Thanks for the response. I do believe it said you needed to solve more than just the sample puzzles, and said we needed to come up with the logic, which suggested they didn’t want a lot of googling to determine the answer…
The `solve` function should handle solving any given valid puzzle string, not just the test inputs and solutions. You are expected to write out the logic to solve this.
…but seemed a pretty complicated problem to solve once you get into the trenches of it… until someone whispers ‘backtracking’ in your ear, lol.
Backtracking to me seems a silly solution, just throwing the kitchen sink at it until something sticks :). My Sudoku-Solver file ended up being 462 lines of code, only 60 lines of which were the backtracking algorithm, lol.
Definitely glad for the experience. Its rare to find a problem where recursion isn’t overkill, so was a fun algorithm to write. Do you know if there is a non-backtrack solution? I haven’t gone through the freecodecamp walkthrough of this problem yet as I still have to write the testing section and final refinements before submitting, but maybe they go over the algorithm there.
I mean, we’d have to build program in the logical methodologies that humans use to solve. Like, look singles in rows, columns, and nonets. Maybe you come up with a way to do Snyder notation. You figure out a way to look for x-wings, etc. You keep looping those until you pass through without any changes. That would be programming it to solve it like a human. You’d have to learn all of the advanced Sudoku techniques and code them into your algorithm. Without that, I imagine you’re just left with testing exhaustively, and you’re going to want to optimize that with backtracking.
Yep, thats what the first 400 lines of mine does, got as far as building arrays of all possible values and comparing those for possible eliminations, but that code was so messy I assumed I was doing it wrong.
I noticed when looking for guidance that previously for this project you were also expected to build the user interface as well…Current project all the UI stuff is already in place. Wonder when/why they changed that.
Yeah, that’s the tricky part about algorithms. Sometimes it takes some work to find the “sexy” solution.

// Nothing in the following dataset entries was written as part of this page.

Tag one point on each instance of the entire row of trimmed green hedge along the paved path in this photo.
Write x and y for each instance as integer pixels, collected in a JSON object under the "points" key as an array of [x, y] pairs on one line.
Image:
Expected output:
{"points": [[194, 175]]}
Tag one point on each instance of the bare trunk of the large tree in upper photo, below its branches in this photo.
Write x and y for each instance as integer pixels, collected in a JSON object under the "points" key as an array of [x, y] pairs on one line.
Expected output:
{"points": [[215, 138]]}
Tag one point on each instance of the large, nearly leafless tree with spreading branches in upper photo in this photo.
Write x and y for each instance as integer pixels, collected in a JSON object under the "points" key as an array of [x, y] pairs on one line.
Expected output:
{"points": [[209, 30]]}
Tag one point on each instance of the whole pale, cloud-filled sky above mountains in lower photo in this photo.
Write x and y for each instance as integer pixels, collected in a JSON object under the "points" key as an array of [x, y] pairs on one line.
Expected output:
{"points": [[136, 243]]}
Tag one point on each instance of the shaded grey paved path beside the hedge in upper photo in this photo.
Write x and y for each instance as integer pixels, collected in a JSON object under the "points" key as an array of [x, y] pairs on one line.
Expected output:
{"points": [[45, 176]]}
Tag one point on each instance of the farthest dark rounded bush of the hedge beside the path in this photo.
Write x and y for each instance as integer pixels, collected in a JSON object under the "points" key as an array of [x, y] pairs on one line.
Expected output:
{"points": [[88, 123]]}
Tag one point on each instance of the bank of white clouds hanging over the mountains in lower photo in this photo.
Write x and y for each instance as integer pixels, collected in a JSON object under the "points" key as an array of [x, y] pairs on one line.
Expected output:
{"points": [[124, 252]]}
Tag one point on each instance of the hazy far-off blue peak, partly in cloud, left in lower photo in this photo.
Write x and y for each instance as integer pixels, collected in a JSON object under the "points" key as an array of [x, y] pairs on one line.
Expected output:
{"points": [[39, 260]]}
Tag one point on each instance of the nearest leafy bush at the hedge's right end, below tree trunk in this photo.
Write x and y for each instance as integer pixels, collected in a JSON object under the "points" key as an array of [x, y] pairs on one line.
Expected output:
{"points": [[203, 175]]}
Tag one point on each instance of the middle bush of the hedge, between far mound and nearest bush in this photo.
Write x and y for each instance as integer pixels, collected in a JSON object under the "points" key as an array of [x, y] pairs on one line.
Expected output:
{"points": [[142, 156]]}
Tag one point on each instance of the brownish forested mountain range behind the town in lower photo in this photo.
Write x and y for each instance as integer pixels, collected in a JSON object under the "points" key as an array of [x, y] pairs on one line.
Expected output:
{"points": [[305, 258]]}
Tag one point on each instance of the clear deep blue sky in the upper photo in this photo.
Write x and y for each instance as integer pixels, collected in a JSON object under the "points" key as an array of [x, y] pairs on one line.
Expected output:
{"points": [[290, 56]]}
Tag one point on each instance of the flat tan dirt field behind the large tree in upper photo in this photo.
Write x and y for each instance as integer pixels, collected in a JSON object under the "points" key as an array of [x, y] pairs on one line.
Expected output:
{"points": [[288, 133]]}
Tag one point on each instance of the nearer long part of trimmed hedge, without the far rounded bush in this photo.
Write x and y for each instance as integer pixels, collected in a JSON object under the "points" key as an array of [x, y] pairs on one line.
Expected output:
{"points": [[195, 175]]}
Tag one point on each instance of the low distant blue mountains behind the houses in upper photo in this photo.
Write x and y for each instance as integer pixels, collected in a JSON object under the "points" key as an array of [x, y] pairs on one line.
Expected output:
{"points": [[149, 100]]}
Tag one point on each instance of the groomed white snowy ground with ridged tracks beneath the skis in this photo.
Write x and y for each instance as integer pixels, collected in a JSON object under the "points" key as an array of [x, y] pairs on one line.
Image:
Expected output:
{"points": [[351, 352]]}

I had to read the Wiki on Sudoku algorithms but I wrote the code myself. I would have never been albe to come up with that backtrack algorithm on my own lol
This is one of the most memorable challenges. I checked my post regarding it and it looks like in few days ill have a one year anniversary since I completed it. I recall i was very proud of it, as I managed to write the logic, altho this took great effort and lot of struggle. It is important to note, key factor to be able to code it, is actually having experience in sudoku solving, otherwise I dont think thats very likely to be completed on your own. I also recall, initially my code could only solve simple sudokus and then i improved it with more extensive algorithm, which made it possible to solve all puzzles i found on my fathers newspapers.